The human cost of the U.S. operation to seize Venezuelan President Nicolás Maduro has taken a dramatic and inflammatory turn, with the Cuban government announcing that 32 of its nationals—soldiers and intelligence officers—were killed during the assault, transforming the raid into a potential flashpoint for a wider regional conflict.
In a terse statement that declared two days of national mourning, Cuba confirmed its citizens died providing “protection to Maduro and his wife at the request of Venezuela.” The official communiqué painted a scene of heroic last stands, stating the Cubans “fell, after fierce resistance, in direct combat against the attackers or as a result of bombings on the facilities.” The revelation exposes the depth of Havana’s military and security entanglement with Caracas, a long-standing alliance where Cuba provides personnel in exchange for vital Venezuelan oil.

While Venezuela has not released an official casualty count, the scale of the violence suggested by the Cuban deaths is staggering.
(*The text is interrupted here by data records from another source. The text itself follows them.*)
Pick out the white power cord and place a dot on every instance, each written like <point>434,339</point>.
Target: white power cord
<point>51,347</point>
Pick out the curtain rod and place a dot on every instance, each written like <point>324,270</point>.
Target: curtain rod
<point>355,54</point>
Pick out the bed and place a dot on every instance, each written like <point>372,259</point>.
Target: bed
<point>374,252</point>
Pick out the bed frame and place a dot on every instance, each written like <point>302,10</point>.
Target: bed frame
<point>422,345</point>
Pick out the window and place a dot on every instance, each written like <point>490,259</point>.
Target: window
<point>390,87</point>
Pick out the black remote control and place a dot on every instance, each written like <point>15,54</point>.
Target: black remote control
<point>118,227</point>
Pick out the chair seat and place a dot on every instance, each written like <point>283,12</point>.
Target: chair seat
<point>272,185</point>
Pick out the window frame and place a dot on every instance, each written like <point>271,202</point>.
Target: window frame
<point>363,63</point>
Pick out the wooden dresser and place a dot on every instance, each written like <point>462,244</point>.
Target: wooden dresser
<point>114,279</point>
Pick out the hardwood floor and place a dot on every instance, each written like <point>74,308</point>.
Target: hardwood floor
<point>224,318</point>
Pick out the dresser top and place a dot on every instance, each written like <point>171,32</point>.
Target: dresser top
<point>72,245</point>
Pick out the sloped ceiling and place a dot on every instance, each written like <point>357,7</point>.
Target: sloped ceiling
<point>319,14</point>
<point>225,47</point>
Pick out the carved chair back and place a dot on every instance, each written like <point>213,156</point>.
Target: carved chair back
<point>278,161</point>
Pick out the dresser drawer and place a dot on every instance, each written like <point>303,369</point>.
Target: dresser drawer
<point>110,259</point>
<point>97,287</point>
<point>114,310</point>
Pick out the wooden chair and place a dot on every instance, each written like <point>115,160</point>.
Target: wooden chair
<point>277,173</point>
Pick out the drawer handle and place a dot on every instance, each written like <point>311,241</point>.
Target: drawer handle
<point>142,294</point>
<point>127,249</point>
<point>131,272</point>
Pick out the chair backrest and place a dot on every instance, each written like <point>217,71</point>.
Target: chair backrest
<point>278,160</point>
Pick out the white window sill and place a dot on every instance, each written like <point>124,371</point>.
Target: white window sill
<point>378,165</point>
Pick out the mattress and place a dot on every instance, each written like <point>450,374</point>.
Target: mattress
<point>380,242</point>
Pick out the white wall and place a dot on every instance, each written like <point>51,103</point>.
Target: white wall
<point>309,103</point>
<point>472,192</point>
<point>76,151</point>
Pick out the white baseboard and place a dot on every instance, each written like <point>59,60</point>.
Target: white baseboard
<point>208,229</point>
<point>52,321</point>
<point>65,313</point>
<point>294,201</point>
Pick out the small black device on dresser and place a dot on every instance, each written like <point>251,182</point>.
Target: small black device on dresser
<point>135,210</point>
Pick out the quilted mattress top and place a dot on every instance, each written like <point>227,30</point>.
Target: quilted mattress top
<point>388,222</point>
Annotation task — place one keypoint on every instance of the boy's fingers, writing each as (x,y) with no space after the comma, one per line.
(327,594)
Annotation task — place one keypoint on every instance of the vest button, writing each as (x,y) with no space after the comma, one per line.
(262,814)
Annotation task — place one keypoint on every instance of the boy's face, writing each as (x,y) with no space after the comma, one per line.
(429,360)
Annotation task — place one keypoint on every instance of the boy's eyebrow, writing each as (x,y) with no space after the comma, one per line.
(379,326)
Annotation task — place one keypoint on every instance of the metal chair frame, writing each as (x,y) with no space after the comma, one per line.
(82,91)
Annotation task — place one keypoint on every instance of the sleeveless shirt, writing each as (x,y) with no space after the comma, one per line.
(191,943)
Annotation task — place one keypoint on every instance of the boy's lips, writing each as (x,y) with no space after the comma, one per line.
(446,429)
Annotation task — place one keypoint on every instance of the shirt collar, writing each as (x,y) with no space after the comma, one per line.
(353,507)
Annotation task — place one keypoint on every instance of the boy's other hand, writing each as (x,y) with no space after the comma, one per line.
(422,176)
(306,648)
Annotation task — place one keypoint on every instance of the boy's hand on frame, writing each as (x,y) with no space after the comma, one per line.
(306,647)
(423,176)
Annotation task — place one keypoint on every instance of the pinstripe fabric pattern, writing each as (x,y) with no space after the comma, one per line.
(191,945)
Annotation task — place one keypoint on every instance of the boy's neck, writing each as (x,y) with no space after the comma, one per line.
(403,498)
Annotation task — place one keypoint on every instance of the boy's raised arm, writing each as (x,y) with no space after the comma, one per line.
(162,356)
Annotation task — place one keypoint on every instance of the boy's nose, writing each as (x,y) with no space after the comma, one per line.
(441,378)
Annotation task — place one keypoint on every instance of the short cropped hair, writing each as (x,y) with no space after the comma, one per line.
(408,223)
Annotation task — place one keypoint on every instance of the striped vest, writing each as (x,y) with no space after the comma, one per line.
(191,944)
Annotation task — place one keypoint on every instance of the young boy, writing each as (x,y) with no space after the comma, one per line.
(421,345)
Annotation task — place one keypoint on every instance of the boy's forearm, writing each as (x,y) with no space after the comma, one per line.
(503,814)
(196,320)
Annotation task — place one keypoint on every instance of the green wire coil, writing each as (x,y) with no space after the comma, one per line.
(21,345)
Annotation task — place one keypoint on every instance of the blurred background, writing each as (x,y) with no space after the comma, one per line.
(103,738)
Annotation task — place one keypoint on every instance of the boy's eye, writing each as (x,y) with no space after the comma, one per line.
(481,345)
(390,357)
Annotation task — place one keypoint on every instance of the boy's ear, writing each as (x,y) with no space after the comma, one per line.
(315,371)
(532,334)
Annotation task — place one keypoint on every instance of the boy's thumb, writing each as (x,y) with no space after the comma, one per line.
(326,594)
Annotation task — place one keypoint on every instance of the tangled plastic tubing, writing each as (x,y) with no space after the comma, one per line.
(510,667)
The New York Times, citing an unnamed Venezuelan official, reported that the overall death toll from the raid may be as high as 80 and is expected to rise, a figure the BBC has not independently verified. If accurate, it indicates the U.S. operation was a far bloodier confrontation than initially disclosed, involving significant combat with Cuban and Venezuelan forces guarding the presidential compound.
Trump’s Taunt: “Cuba is ready to fall”
The killing of dozens of Cuban personnel immediately raised the specter of a dangerous escalation. Yet, when asked if the U.S. would consider a similar operation against Cuba itself, President Donald Trump dismissed the need for military action with a characteristically blunt taunt. “Cuba is ready to fall,” Trump told reporters on Sunday. “I don’t think we need any action. Looks like it’s going down. It’s going down for the count.”
His Secretary of State, Marco Rubio, amplified the pressure, describing Cuba as a “disaster” run by “incompetent, senile men,” and warning officials in Havana should be “concerned.”
A Long History of Strangulation
The rhetoric continues a policy of maximum pressure that Trump has enforced since his first term. In July of last year, he reversed his predecessor’s easing of restrictions, signing a memorandum to end “economic practices that disproportionately benefit the Cuban government… at the expense of the Cuban people” and tightening the six-decade-old U.S. embargo—a policy the United Nations has repeatedly called to end.
The death of 32 Cuban fighters on Venezuelan soil is no mere footnote. It is a direct, lethal blow to a key U.S. adversary and a stark demonstration of the “collateral damage” in Trump’s muscular foreign policy. For Havana, it is a moment of profound national loss and a clear warning. For Washington, it is proof that toppling one regime meant battling another, posing a vital question: in the gamble to remove Maduro, has the U.S. just ignited a much wider and more volatile conflict?